Mark Forman has been named global head of Unisys Public Sector and will be responsible for Unisys state and local and global public sector business in areas such as justice, law enforcement, and border security. He will report to Ron Frankenfield, president of Unisys Enterprise Solutions.
The company also has hired retired Army Maj. Gen. Jennifer Napper as group vice president of the defense and intelligence group in Unisys Federal. She will report to Venkatapathi Puvvada, president of Unisys Federal.
Forman is perhaps best known as the former administrator of the Office of E-Government during the George W. Bush administration. He’s regarded as the first federal CIO, though he never held that title. Most recently he was vice president of IT services and cloud solutions at Engility. He’s also held senior positions at KPMG and IBM.
Napper retired from the Army in 2013 after a 30-year career. Her last position was director of policy, plans and partnerships for Cyber Command. She also was commander of the Army’s Network Enterprise Technology Command and commander of the Army’s 7th Signal Command.

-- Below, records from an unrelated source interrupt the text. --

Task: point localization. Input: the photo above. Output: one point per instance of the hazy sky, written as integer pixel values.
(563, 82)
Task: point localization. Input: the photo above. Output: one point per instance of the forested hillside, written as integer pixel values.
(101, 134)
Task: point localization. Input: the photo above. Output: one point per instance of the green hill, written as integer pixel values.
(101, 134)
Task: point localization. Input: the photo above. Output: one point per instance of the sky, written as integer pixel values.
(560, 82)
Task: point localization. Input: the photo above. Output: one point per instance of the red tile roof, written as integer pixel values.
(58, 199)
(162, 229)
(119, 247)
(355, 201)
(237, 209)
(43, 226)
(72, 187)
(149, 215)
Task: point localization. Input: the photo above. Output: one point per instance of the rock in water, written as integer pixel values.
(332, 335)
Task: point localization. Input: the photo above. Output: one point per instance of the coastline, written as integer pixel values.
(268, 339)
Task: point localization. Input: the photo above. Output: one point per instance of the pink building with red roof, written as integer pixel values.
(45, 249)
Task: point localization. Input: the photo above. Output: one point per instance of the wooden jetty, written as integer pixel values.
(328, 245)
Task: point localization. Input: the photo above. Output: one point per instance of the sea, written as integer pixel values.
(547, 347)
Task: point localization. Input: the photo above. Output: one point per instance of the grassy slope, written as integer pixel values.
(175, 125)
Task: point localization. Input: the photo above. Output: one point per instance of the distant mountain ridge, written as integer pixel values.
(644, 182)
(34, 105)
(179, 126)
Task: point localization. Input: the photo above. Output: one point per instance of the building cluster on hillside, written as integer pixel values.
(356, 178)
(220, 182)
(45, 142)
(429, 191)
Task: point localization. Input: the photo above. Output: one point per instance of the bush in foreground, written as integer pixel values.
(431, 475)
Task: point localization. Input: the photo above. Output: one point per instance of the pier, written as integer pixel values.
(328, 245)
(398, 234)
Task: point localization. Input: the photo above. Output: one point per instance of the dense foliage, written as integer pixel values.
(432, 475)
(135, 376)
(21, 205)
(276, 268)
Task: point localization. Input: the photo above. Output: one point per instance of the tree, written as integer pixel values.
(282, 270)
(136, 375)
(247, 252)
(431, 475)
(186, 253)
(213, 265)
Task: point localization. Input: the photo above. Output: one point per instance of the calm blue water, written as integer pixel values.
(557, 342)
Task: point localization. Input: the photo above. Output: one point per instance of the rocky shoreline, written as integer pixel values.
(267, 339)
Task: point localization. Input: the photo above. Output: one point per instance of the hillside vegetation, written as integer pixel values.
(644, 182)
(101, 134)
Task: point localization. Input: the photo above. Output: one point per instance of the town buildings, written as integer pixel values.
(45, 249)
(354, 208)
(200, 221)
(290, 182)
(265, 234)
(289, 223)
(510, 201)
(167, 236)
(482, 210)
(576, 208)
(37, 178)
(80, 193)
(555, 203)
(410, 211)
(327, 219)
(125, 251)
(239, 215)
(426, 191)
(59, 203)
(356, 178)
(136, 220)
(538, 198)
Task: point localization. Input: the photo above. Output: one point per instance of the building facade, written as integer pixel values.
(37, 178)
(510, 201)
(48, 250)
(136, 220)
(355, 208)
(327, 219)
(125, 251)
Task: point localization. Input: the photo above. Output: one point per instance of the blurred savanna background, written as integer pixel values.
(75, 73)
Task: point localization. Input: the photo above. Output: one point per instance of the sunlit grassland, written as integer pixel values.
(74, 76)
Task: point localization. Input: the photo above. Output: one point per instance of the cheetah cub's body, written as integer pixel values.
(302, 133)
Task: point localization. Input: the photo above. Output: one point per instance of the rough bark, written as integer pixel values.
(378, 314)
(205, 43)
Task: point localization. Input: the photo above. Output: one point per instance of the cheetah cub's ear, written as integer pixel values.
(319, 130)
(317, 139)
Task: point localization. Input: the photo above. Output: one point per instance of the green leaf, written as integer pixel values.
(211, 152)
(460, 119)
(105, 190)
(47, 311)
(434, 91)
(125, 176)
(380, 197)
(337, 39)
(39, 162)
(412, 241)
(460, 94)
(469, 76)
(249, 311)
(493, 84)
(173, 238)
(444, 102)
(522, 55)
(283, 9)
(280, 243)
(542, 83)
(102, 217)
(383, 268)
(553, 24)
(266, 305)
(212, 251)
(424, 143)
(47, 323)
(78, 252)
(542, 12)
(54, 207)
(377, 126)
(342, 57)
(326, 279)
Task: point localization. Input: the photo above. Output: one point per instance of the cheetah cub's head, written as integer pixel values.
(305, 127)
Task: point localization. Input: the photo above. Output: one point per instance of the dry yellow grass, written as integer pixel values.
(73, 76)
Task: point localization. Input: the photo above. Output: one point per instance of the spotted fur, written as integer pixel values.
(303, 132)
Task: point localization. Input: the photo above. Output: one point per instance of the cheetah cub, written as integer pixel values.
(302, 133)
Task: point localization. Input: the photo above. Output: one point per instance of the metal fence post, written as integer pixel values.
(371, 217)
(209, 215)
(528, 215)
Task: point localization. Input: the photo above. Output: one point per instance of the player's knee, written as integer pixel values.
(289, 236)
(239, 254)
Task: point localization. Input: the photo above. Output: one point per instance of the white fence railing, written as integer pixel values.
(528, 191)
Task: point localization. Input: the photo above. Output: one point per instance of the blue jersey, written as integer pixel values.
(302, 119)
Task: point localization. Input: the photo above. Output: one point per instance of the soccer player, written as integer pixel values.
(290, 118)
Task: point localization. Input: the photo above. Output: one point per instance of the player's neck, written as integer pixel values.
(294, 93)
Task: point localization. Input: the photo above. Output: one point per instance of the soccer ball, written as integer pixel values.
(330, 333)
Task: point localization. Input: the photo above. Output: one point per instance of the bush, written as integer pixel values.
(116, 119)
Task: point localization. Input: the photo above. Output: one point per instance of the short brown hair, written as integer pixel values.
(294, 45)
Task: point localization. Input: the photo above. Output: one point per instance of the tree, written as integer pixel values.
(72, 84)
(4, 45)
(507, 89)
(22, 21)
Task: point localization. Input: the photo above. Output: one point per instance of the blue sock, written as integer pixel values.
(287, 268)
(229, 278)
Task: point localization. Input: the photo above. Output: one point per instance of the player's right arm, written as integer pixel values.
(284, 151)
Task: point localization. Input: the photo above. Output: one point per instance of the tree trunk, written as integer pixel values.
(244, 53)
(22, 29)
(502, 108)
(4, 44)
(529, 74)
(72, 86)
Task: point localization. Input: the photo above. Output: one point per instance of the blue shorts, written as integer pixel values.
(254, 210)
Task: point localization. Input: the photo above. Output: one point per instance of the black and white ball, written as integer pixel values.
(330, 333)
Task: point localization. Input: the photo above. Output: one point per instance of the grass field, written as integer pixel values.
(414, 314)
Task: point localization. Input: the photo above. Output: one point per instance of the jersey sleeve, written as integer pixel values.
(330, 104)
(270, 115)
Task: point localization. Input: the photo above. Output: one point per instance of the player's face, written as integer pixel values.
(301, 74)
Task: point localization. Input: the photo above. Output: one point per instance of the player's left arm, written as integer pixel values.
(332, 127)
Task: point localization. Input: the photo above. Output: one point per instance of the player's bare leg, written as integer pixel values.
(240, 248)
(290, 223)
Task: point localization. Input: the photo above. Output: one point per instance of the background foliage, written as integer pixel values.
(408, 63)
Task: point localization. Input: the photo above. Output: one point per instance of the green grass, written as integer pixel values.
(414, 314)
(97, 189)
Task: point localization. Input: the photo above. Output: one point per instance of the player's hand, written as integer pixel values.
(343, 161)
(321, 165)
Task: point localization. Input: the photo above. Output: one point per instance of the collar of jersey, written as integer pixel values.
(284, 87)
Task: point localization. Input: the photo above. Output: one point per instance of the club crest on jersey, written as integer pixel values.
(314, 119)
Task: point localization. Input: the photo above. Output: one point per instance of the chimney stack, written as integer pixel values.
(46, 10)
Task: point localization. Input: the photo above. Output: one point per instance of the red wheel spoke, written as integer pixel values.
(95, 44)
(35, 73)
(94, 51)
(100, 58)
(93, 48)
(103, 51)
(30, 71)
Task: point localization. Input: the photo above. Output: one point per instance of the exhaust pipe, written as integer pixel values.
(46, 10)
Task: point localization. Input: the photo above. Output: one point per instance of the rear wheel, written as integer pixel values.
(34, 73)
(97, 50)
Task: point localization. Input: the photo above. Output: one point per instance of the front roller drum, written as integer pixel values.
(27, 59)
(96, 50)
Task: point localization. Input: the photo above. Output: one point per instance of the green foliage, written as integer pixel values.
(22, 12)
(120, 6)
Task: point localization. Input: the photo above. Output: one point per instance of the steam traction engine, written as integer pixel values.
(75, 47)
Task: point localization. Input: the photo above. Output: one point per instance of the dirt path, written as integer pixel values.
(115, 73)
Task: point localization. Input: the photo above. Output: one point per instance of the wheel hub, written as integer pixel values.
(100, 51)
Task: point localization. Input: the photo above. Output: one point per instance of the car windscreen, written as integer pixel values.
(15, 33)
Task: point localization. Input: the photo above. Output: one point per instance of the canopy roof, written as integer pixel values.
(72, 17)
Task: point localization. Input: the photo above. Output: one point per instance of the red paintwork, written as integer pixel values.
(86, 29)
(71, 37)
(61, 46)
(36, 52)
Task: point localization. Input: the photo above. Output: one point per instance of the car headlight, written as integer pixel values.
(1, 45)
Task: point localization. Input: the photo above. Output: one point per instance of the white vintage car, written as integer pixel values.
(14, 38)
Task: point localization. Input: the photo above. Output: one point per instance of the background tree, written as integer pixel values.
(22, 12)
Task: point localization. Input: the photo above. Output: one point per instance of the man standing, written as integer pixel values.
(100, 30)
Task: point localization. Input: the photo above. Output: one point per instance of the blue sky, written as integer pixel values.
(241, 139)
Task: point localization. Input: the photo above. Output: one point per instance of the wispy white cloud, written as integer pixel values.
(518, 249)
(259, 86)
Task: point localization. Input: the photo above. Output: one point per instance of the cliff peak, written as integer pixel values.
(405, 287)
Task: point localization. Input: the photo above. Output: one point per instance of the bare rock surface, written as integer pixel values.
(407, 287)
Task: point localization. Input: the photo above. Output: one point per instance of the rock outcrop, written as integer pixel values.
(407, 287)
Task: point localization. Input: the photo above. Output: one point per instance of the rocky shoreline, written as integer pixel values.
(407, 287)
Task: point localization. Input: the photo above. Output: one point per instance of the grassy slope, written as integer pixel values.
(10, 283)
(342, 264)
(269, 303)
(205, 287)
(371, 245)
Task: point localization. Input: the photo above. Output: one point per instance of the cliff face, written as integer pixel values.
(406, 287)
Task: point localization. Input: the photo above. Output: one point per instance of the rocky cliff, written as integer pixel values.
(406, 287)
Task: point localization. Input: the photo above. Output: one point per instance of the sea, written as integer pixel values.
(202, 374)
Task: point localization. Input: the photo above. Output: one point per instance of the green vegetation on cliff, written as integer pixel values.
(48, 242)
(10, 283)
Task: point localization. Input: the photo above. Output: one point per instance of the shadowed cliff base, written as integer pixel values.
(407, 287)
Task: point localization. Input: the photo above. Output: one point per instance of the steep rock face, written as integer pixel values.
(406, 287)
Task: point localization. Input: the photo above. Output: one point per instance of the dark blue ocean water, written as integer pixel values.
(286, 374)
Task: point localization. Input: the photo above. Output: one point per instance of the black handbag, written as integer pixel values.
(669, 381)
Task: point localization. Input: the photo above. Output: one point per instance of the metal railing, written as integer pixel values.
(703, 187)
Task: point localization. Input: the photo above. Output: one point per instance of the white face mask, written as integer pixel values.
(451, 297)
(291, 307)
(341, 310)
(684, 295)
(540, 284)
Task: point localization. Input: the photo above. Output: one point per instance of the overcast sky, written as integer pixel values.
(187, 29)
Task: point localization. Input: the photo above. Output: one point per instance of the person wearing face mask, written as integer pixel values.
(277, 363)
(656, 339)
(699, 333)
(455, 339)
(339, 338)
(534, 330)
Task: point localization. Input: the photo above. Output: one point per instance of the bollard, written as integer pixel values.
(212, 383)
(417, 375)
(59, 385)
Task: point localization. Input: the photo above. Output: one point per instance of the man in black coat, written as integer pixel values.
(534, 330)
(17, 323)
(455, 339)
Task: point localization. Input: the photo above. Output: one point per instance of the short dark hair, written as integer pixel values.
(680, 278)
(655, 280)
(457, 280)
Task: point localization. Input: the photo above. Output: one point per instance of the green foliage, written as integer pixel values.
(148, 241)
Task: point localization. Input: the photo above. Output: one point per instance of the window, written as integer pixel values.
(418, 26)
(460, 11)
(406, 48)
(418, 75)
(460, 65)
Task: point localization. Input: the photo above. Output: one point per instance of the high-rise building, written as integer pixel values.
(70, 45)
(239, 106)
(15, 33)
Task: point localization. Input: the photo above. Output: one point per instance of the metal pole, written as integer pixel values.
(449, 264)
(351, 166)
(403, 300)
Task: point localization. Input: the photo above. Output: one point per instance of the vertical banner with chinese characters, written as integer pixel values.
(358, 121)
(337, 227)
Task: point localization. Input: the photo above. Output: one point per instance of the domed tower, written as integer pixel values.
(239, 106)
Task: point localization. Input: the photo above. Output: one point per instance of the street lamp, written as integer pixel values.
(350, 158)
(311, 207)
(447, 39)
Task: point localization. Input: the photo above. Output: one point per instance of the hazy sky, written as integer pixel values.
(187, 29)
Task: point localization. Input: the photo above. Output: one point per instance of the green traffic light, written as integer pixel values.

Prior to joining Unisys, Napper was vice president and deputy general manager of defense solutions at L-3 Communications.
Both of them said they see opportunities to bring customers new solutions by leveraging Unisys’ global public sector capabilities.
Napper said that she sees opportunities to bring what Unisys is doing in integrated security and moving applications to the cloud to defense customers.
“We need to bring those things back to DOD,” she said.
Forman sees a plethora of opportunities in the state and local market to bring what Unisys has done for government globally in areas such as mobile computing and data analytics.
Federal initiatives such as grants management reform and Data Act requirements will drive state and local governments to transform the way they do business, he said.
There is a greater need to understand what’s working and what isn’t as well as meeting the demand for more transparency in government operations, Forman said.
“Big transformation efforts, that’s what excites me,” Forman said.
Napper began her new position on July 20. Forman will begin work on July 27.